In the WTA, unlike in the ATP, the coach is allowed to speak to his/her player between game and game, and therefore a powerful app capable of reading and analyzing the stats of each player in a match in real time would prove an invaluable help for an experienced coach at the time of giving advice to her pupil to beat her opponent, and, subsequently, climb in the WTA ranking. Also, in a future, coaches and players may be allowed to communicate via headset. Real time communication with real time application.
Data analytics, a frequently used tool for sport-teams in the US
Although database analytics are not used so extensively in individual sports, they have been used in team-sports for years. And not only for the sake of churning out numbers alone, but also for using them to develop in tactics and training plans. The US was the first country to do so. The film “Moneyball” did a great job offering a glimpse of how teams have been using data in recent times to broader audiences. The movie is based on a novel and tells the story of a baseball team that starts relying more on stats than on the intuition of the club’s veteran advisers.

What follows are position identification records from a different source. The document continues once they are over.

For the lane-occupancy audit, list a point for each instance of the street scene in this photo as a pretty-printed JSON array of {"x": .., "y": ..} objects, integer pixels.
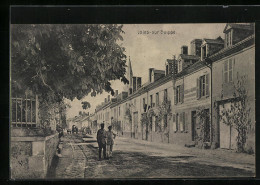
[
  {"x": 138, "y": 101},
  {"x": 135, "y": 159}
]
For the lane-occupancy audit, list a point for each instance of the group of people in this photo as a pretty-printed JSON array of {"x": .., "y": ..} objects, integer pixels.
[{"x": 105, "y": 141}]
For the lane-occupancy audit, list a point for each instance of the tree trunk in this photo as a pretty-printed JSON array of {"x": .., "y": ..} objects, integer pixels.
[{"x": 230, "y": 137}]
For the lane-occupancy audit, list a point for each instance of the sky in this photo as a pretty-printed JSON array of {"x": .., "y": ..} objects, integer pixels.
[{"x": 151, "y": 51}]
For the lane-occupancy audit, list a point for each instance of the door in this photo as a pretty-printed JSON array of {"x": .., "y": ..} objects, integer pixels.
[
  {"x": 193, "y": 125},
  {"x": 227, "y": 133},
  {"x": 135, "y": 124},
  {"x": 207, "y": 127}
]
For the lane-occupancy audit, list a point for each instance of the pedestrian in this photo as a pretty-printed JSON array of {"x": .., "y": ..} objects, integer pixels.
[
  {"x": 101, "y": 139},
  {"x": 110, "y": 141}
]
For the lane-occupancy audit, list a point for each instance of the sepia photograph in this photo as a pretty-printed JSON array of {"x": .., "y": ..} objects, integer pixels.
[{"x": 132, "y": 101}]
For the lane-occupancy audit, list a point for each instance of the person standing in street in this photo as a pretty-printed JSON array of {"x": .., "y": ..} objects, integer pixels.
[
  {"x": 110, "y": 141},
  {"x": 101, "y": 139}
]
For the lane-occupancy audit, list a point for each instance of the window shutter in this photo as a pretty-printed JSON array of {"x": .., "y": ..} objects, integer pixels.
[
  {"x": 182, "y": 93},
  {"x": 186, "y": 122},
  {"x": 207, "y": 84},
  {"x": 175, "y": 96},
  {"x": 175, "y": 67},
  {"x": 177, "y": 122},
  {"x": 183, "y": 120},
  {"x": 198, "y": 88}
]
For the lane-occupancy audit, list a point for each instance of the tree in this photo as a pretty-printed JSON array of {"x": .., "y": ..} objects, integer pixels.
[
  {"x": 85, "y": 105},
  {"x": 238, "y": 114},
  {"x": 66, "y": 61}
]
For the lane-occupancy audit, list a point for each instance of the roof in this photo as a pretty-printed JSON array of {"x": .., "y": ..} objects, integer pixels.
[
  {"x": 191, "y": 68},
  {"x": 189, "y": 57},
  {"x": 214, "y": 41},
  {"x": 196, "y": 40},
  {"x": 159, "y": 71},
  {"x": 238, "y": 26}
]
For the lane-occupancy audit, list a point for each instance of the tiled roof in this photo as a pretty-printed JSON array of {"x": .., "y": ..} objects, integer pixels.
[
  {"x": 159, "y": 71},
  {"x": 239, "y": 26},
  {"x": 214, "y": 41},
  {"x": 189, "y": 57}
]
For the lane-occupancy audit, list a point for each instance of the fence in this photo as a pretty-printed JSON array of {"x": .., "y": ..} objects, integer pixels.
[{"x": 24, "y": 112}]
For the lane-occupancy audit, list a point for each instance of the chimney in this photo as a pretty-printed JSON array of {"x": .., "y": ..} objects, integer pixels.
[
  {"x": 195, "y": 47},
  {"x": 116, "y": 93},
  {"x": 139, "y": 82},
  {"x": 134, "y": 84},
  {"x": 184, "y": 50}
]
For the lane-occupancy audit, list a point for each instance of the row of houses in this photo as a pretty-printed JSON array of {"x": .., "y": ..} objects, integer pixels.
[{"x": 184, "y": 103}]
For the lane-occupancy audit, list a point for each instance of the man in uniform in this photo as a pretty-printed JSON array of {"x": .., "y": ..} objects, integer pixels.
[{"x": 101, "y": 139}]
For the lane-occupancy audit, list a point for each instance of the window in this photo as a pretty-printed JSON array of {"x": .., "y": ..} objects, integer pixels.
[
  {"x": 167, "y": 69},
  {"x": 181, "y": 121},
  {"x": 228, "y": 37},
  {"x": 228, "y": 71},
  {"x": 165, "y": 95},
  {"x": 204, "y": 51},
  {"x": 179, "y": 96},
  {"x": 144, "y": 106},
  {"x": 179, "y": 66},
  {"x": 203, "y": 86},
  {"x": 177, "y": 122},
  {"x": 151, "y": 101},
  {"x": 157, "y": 99},
  {"x": 165, "y": 121},
  {"x": 157, "y": 125}
]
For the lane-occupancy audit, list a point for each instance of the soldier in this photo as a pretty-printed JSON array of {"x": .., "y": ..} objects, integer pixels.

But maybe, being the most recent and factual, the best example is the case of the Houston Rockets and the mid-range shots. There it goes: Daryl Morey, the team’s current manager, has been a data analytics diehard for years, but especially since his strategic consultant days at The Parthenon Group. The thing is that last season, data analytics ‘banned’ players to take mid-range shots near the three-point line: They were an extremely poor investment, due to the high percentage of errors! After players took on this mandate, they would either do all they could to take paint shots or take a three-pointer.
The Houston Rockets finished the season setting a new 3-pointer record, netting 894 from January through the team’s end of the season: the Western Conference finals, which they played marred by a plague of injuries.